Die schnelle Abfertigung fällt bei einem zehnstündigen Transatlantikflug aber deutlich weniger ins Gewicht als bei einem zweistündigen Flug innerhalb Europas. Und Langstreckenflüge finden nicht ohne Grund größtenteils zwischen großen Drehkreuzen statt – die meisten Passagiere steigen nur um und benötigen Zu- oder Abbringer-Flüge. Fliegt Ryanair nicht von Düsseldorf nach JFK, sondern von Weeze zum Lehigh Valley International Airport nahe Allentown, Pennsylvania, zieht das vielleicht einige Urlauber mit kleinem Budget an. Den New-York-Urlauber oder vor allem kurzfristig buchende Geschäftsreisende, die auch höhere Preise zahlen, kann man so kaum locken.

Dazu kommen noch zwei grundsätzliche Probleme. Übernimmt O'Leary die Mitarbeiter seiner Alitalia-Flieger, holt er sich eine neue Unternehmenskultur und ein anderes Gehaltsgefüge ins Haus. Ryanair ist hier sehr straff organisiert und nicht jeder Pilot dürfte die Gehaltskürzungen und teilweise prekären Beschäftigungsverhältnisse mitmachen.

Und dann ist da noch die Order-Liste von Ryanair.
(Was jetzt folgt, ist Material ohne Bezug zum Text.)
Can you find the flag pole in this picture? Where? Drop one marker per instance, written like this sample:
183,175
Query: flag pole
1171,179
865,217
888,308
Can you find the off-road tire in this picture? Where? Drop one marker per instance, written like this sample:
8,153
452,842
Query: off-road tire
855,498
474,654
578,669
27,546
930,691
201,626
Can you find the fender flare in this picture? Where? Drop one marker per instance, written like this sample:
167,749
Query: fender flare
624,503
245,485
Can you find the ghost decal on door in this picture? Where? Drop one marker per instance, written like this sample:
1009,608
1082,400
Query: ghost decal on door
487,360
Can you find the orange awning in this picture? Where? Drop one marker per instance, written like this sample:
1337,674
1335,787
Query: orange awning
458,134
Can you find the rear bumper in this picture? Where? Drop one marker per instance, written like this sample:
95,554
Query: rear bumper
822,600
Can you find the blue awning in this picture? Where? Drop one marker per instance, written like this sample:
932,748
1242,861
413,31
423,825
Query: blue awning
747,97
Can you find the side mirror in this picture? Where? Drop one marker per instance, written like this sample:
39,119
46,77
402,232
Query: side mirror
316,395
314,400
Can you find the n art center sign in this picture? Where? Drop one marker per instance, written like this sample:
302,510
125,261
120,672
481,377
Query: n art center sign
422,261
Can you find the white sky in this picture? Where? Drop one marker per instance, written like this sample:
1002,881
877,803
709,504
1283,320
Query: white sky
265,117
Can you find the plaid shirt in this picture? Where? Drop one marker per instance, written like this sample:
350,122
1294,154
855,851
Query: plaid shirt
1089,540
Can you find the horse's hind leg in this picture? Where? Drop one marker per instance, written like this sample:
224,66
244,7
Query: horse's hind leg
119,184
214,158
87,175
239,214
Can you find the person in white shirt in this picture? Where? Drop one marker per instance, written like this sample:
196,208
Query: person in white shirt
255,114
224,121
Laut Boeing hat die irische Airline noch 175 Bestellungen offen – 65 Exemplare der bereits erwähnten 737-800 und 110 Flugzeuge des neueren Typs 737-MAX. Beide Modelle passen in das bisherige Beschaffungs-Schema von Ryanair.

Was O'Leary also mit 90 anderen Flugzeugen samt Crews will, weiß derzeit wohl nur einer: Michael O'Leary selbst.